Status of every Stage on the multi-stage plan tracked in #2886:

  • Stage 0–3, 6 — ✅ shipped (see the Per-stage detail section above and the Related links below).
  • Stage 4 — ✅ audited / no action (#2901). The four targets were authored before Stage 1 collapsed the FL_WARN string pool; re-audited against post-Stage-1 master, each is either already correctly gated or has nothing further to recover:
    • Channel::showPixels — the has_no_runtime_scaling_v<> trait the #2886 description named does not exist in the source. The actual dispatch in src/fl/chipsets/encoders/pixel_iterator.h:202-216 is a three-way runtime branch against compact 5-line encoders (encodeWS2812_RGB / _RGBW / _RGBWW in src/fl/chipsets/encoders/ws2812.h:35-96). The encoder bodies are too small to be worth a build-flag-gated removal.
    • ChannelEngineRMTImpl::reconfigureForNetwork — body at src/platforms/esp/32/drivers/rmt/rmt_5/channel_driver_rmt.cpp.hpp:1128-1236 is the channel destroy / recreate sequence around a Network state transition. Of 10 diagnostic emissions, 8 are FL_DBG (already gated by FASTLED_HAS_DBG) and 2 are FL_WARN (no-op'd by Stage 1 in release builds). The remaining bytes are essential peripheral teardown.
    • ChannelManager::addDriver — the entire capStr builder block at src/fl/channels/manager.cpp.hpp:117-132 is already wrapped in #if FASTLED_HAS_DBG. Verification only; no fix needed.
    • RmtMemoryManager::handleAllocateTxFailure — at src/platforms/esp/32/drivers/rmt/rmt_5/rmt_memory_manager.cpp.hpp:417-478, already a FL_NO_INLINE cold helper. The 5 FL_LOG_RMT + 10 FL_WARN sites are no-op'd by FASTLED_LOG_VERBOSITY=0, and the size_t computations at lines 451-454 that fed those FL_WARNs are DCE'd by the optimizer.
  • Stage 5 — ✅ audited / no action (#2901). The body at src/fl/stl/basic_string.cpp.hpp:193-283 is the COW + inline-vs-heap storage state machine: four branches (non-owning, unique-heap, COW-heap, inline + inline→heap transition). No formatted-stream machinery in the body to drop; the projected ~0.5-1 KB overestimated.
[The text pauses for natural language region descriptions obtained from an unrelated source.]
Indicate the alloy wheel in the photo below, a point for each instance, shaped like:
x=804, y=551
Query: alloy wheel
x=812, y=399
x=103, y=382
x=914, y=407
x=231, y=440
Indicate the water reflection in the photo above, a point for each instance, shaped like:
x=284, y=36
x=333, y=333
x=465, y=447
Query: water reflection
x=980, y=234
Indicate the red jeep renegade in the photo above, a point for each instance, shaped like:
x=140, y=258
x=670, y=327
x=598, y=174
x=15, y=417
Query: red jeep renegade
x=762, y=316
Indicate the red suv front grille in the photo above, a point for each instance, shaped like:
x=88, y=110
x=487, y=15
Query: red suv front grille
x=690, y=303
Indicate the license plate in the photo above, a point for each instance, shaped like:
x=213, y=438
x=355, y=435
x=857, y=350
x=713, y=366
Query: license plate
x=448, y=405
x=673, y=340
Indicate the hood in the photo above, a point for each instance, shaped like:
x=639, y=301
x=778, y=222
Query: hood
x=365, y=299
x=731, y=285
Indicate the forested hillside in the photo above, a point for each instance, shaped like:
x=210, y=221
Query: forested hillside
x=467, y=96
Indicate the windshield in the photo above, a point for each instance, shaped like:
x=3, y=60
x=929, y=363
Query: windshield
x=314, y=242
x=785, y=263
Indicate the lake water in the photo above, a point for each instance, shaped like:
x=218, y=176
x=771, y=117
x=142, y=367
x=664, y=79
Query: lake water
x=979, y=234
Next round of structural savings — see #2856

The #2886 stages have squeezed every release-build flash-saver knob and audit target available from the current architecture. The next round of real (multi-KB) savings is structural and tracked separately in #2856 "Meta: ESP32-S3 binary-size reduction — Batch 3", covering items 3.1–3.6 (template-trait static dispatch for Channel::showPixels, printf-style log backend, ChannelManager static-bind path, RMT5 encoder dedup, fl::result<T,E> → status code for internal APIs, fixed-size allocation ledger under FASTLED_RMT_STATIC_ALLOCATION). Several of those items are already shipped or in flight on master.